Конечно, он мог уйти, но он отчего-то считал те места своими и не желал покидать их. То ли зазноба у него там была, то ли держало что-то, а только не захотел он в чужие земли податься. Это его и сгубило.
Голтаргон, надо отдать ему должное, попался на приманку не сразу. Хотя наблюдал за мной, думаю, очень внимательно. И осторожно. Кто другой, может, и не заметил бы, но у меня сызмальства чутье на опасность. Словно холодные пальцы сжимают виски. Уж сколько раз этот дар спасал мою жизнь — не сосчитаешь. Правда, действует он по-разному. Когда за мгновение до беды, а бывает, что и за несколько часов. Не угадаешь.
Так вот, когда Голтаргон надумал превратить меня из охотника в добычу, мне недели три казалось, что я ношу на голове ледяной обруч. Ощущение не из приятных, конечно. Зато я был настороже.
Я прикидывался беззаботным, хотя к концу нашей с Голтаргоном игры начал терять терпение. К счастью, он, наконец, поверил в мою глупость. Да и я в тот вечер разошелся вовсю — с отчаяния. Орал песни, приставал к девчонке, что разносила вино в трактире, обещал подарить ей голову Голтаргона на золотой цепочке, продетой через уши. А виски ломило от холода, и озноб медленно расползался по всему телу: я чувствовал, что время пришло, и Голтаргон вот-вот нанесет удар.
Я вышел из трактира глубоко за полночь, едва не своротив по дороге стол, и побрел по улице, путаясь в собственных ногах и словах очередной песни. В руках я нес ополовиненный бурдюк с вином и время от времени прикладывался к нему. Есть у меня еще одно свойство: хмельное на меня действует слабо. Почти вовсе не действует. Прежде я считал это недостатком, не без зависти глядя на тех, кому вино помогало забыть о невзгодах, боль унять или просто повеселиться вволю. Теперь то, что я привык считать своим проклятием, обернулось даром судьбы.
Я углубился в лес. Несмотря на оранжевый диск луны, висящий в небе, вокруг было черно, хоть глаз выколи. Я с треском и громогласными проклятиями продрался сквозь заросли, наверняка распугав все зверье, как минимум, на лигу вокруг. Плюхнулся под дерево, поерзал, устраиваясь поудобнее, хлебнул еще вина, неразборчиво, но с чувством выругался, уронил бурдюк и звучно захрапел, привалившись к стволу.
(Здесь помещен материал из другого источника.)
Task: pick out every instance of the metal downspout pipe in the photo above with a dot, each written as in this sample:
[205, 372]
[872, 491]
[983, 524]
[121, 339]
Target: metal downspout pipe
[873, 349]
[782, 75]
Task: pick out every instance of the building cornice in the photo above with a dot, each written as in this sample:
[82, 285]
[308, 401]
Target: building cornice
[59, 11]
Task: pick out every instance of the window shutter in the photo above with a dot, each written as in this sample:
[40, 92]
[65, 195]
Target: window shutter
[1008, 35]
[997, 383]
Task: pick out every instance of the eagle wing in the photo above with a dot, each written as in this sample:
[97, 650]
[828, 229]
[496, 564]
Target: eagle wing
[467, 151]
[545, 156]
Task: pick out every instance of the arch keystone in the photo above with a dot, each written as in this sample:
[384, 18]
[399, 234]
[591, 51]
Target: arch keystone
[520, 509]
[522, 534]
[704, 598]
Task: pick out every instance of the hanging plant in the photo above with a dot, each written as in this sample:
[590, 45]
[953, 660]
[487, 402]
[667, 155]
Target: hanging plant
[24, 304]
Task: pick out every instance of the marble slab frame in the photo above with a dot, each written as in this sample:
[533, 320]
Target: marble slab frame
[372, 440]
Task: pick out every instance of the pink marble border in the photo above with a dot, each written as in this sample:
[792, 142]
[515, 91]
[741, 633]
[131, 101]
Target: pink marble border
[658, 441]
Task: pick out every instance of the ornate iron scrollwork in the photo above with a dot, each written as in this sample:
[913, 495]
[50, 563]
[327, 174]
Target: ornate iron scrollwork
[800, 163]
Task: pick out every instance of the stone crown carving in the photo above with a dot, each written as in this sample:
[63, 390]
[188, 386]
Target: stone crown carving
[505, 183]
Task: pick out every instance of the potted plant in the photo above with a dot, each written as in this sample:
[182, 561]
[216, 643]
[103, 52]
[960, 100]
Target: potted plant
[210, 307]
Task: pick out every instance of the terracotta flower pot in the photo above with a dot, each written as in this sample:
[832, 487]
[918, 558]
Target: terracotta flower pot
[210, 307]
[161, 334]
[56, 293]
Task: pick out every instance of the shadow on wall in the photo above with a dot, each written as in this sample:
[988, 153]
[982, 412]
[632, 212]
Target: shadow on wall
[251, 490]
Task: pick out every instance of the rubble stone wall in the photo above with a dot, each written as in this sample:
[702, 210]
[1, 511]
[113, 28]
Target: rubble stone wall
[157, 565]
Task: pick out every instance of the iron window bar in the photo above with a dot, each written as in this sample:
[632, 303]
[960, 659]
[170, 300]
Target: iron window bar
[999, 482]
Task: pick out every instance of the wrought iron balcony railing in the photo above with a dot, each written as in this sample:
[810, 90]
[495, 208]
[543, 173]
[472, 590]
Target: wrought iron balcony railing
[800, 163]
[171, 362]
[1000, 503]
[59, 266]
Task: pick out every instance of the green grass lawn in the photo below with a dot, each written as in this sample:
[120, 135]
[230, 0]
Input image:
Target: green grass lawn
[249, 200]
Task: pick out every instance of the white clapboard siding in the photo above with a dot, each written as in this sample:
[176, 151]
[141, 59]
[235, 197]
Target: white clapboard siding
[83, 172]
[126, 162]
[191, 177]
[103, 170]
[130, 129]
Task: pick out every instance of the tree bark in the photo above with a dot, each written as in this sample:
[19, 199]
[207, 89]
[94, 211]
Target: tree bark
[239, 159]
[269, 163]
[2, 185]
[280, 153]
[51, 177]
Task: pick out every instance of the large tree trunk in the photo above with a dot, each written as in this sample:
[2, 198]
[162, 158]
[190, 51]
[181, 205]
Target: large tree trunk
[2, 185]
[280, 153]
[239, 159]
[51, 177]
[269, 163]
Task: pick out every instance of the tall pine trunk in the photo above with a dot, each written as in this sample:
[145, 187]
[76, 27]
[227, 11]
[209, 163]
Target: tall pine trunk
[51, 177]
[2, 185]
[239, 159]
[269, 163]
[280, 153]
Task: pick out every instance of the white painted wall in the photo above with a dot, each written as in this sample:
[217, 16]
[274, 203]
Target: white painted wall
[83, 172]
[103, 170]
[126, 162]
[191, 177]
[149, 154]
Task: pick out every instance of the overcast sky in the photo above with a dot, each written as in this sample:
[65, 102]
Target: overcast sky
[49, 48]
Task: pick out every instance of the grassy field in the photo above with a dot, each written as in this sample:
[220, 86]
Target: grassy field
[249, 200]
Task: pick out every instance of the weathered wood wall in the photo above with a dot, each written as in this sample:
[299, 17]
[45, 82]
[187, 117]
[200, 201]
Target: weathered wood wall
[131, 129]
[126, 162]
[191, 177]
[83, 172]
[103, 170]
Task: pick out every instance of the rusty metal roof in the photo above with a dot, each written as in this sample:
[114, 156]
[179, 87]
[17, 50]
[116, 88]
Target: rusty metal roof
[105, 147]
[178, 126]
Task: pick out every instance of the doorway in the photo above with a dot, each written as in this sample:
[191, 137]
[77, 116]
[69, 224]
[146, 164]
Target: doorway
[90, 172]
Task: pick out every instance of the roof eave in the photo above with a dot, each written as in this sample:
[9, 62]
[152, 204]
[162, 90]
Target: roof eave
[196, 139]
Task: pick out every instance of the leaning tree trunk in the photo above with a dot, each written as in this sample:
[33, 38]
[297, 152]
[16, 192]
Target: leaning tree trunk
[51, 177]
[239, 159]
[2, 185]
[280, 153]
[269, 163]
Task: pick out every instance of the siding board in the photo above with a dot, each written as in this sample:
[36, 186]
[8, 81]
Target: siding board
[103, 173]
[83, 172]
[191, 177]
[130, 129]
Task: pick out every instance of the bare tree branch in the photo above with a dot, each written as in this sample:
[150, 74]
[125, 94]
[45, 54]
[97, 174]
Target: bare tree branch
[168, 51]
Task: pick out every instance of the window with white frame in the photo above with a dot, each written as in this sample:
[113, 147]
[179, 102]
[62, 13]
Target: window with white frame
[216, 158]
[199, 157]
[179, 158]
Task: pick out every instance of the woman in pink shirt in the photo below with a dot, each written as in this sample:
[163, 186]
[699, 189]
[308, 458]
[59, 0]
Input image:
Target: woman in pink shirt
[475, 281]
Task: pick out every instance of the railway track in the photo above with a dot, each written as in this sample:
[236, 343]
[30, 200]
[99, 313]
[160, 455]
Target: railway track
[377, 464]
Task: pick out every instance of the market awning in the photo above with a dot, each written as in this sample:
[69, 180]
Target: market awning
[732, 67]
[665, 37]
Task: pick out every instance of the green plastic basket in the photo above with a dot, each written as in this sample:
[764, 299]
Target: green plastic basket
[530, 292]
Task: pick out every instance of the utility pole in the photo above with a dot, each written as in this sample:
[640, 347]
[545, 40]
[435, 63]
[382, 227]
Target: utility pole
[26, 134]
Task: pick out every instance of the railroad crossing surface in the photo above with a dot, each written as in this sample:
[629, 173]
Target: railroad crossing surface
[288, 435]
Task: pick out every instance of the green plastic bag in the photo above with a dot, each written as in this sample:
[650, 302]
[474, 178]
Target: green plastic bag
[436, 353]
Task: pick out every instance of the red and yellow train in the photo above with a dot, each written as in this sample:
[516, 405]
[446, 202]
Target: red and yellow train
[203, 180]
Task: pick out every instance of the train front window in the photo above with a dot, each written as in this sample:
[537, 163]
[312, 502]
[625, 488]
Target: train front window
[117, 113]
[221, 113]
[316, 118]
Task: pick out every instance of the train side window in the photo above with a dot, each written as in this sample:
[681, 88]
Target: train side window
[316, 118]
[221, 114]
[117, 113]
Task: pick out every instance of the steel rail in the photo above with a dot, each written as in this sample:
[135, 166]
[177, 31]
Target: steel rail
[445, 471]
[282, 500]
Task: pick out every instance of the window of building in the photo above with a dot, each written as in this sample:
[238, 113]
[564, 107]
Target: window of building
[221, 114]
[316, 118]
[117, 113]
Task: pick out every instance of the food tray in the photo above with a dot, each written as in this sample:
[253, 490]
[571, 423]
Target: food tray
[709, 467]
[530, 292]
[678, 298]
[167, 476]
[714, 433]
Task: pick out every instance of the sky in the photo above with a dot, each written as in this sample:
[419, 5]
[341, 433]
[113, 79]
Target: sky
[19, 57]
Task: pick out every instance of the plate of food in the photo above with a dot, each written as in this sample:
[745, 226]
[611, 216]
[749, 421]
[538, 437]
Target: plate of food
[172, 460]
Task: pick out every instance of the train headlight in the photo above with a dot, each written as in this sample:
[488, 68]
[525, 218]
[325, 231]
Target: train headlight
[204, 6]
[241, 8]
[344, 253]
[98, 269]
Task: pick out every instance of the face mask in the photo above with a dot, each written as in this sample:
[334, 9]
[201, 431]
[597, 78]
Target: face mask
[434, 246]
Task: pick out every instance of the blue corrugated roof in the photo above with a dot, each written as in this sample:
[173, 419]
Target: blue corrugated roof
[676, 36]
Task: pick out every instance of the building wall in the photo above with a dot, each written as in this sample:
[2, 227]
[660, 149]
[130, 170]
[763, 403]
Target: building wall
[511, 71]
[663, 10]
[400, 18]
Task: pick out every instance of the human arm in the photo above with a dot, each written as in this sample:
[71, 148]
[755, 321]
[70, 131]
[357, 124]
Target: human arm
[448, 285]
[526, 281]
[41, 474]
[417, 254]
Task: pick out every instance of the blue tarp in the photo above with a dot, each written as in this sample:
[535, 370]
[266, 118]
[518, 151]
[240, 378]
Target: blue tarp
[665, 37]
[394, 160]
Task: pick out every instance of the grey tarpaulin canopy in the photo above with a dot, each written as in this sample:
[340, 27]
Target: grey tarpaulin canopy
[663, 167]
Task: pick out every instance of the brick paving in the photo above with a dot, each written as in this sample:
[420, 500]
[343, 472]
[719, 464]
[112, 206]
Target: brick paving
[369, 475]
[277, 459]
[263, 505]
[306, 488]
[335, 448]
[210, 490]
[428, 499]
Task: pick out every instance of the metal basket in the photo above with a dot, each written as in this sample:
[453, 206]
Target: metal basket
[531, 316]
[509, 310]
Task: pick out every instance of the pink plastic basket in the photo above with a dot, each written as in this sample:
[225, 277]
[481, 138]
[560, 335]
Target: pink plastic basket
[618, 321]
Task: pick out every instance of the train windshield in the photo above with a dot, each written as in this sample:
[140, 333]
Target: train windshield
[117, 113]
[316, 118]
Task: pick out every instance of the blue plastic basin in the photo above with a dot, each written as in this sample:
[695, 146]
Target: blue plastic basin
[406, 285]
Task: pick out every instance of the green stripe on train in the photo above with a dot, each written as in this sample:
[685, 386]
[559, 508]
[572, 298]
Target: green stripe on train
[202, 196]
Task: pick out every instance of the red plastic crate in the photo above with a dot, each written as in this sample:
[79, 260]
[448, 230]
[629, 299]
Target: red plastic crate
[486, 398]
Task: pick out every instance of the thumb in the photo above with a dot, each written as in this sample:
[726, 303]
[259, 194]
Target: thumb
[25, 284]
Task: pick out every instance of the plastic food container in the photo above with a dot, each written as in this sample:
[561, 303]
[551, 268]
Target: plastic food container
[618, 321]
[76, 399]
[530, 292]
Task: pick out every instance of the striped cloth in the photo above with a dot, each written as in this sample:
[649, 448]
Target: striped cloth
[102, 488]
Я ждал нападения — и все же едва не пропустил его. Мой противник сумел подкрасться совершенно беззвучно. В голову мне словно ледяные иглы впились — я инстинктивно откатился в сторону и вскочил, выхватывая оружие, прежде, чем успел сообразить, что происходит. Услышал свист воздуха, рассекаемого клинком, увидел темный силуэт — судя по всему, Голтаргон рассчитывал отрубить мне голову.
Он повернулся ко мне мгновенно — глаза у него светились желтым, словно у зверя. Меч снова запел в воздухе, но я отбил удар, хотя и не без труда. Противник мой двигался быстро, пожалуй, слишком быстро для человека. Да и силищи у него хватало.
Мы бились молча, и у него было преимущество: он явно неплохо видел меня, мне же приходилось сражаться почти вслепую. Мы бились, и я вынужден был медленно отступать под его натиском. Если бы там было чуть-чуть светлее! Я знал заранее, что предстоит иметь дело с оборотнем, но этот оборотень был необычным. Те, которых я встречал прежде, или о которых мне приходилось слышать, не имели никаких особенных способностей, находясь в человеческом облике. Перекидываться могли, это верно. В лисицу или даже в медведя. Но не более того.